What does the procedure-category share look like inside a senior Korean aesthetic menu in 2026?

The senior Korean aesthetic menu in 2026 reads across four recurring pillars — lifting (HIFU/MFU platforms such as Ultherapy Prime, Sofwave, and Shurink; RF platforms such as Thermage FLX and Onda), injectables (botulinum toxin, dermal filler, skin boosters including Juvelook, Rejuran, and Skinvive), laser (picosecond, fractional CO2, IPL, Q-switched, pulsed-dye, and carbon-toning categories), and regenerative (exosome, PDRN, stem cell, and PDLLA biostimulation).
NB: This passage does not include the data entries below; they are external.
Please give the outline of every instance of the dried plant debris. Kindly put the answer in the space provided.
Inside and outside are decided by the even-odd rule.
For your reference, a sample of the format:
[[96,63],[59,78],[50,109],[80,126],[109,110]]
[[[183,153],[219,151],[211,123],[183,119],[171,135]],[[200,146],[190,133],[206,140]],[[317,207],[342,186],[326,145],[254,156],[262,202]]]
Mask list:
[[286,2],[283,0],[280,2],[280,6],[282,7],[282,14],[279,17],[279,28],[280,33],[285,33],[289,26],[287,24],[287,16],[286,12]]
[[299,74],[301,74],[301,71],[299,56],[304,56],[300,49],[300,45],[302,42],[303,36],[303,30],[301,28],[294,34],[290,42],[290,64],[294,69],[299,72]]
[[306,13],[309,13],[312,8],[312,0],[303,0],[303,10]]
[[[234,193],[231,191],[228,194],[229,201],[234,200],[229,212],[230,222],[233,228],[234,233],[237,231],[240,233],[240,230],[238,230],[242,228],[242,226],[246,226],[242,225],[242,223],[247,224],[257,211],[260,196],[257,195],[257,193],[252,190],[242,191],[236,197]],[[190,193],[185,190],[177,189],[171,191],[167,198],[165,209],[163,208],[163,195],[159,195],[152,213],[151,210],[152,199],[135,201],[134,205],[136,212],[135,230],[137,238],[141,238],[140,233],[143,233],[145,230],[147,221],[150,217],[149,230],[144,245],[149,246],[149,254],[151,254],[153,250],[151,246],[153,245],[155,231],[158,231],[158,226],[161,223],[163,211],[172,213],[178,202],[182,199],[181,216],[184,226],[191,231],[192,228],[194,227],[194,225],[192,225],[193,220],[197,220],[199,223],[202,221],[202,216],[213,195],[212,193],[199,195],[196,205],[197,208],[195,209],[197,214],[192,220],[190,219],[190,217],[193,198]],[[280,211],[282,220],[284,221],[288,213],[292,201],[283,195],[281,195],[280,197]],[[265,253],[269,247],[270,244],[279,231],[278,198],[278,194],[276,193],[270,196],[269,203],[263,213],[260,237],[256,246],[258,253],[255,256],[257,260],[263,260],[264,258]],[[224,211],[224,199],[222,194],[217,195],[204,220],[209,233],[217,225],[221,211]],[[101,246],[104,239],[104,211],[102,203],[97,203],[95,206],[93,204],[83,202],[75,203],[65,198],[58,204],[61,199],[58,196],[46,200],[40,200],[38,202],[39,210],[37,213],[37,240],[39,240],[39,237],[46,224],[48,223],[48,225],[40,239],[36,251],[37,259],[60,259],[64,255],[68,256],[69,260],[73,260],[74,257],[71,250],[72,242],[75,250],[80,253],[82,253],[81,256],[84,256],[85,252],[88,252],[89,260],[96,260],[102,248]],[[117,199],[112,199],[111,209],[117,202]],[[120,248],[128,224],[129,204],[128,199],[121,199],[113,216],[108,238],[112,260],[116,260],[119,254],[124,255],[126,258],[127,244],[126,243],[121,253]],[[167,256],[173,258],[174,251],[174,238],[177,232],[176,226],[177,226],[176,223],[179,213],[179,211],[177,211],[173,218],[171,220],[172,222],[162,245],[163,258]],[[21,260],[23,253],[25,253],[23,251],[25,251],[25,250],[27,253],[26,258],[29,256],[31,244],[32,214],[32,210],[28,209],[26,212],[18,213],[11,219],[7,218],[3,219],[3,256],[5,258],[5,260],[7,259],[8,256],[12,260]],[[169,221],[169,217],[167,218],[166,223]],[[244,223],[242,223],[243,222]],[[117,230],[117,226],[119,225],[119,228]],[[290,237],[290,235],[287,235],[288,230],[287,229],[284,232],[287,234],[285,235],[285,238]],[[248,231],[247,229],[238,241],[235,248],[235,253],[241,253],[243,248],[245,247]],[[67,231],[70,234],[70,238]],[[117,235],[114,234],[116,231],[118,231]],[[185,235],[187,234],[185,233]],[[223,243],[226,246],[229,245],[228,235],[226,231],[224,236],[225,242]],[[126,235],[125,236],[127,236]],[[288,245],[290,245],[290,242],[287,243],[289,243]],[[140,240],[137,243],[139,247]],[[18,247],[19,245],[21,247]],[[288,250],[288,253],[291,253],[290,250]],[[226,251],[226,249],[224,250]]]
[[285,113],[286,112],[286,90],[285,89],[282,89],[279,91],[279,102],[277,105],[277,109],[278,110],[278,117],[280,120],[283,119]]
KSAD, KSAAM, and KSLMS literature track the share movements; the senior practices balance the four pillars within an individual case rather than treating any single category as the standalone product. International readers can cross-read the procedure-category share against the clinic's published menu before booking.

How does a Korean medical-tourism traveller plan a Seoul itinerary against the 2026 statistical reading?

A serious medical-tourism itinerary plans around the senior practices the KHIDI registry and MOHW designations identify, with a buffer day on either side of the procedure for unhurried consultation and aftercare. The Korean statistical reading suggests a four-to-seven-day Seoul window for most non-ablative single-pillar protocols (a picosecond toning session, a Juvelook booster, a Sofwave or Ultherapy Prime lifting session, a botulinum toxin or filler maintenance round). Multi-pillar protocols or fractional CO2 ablative work may require a longer window or a planned return visit. Multilingual coordination, English-language consultation forms, and a KHIDI-registered institution are practical filters; the senior houses build the itinerary against the patient's calendar, not the other way around.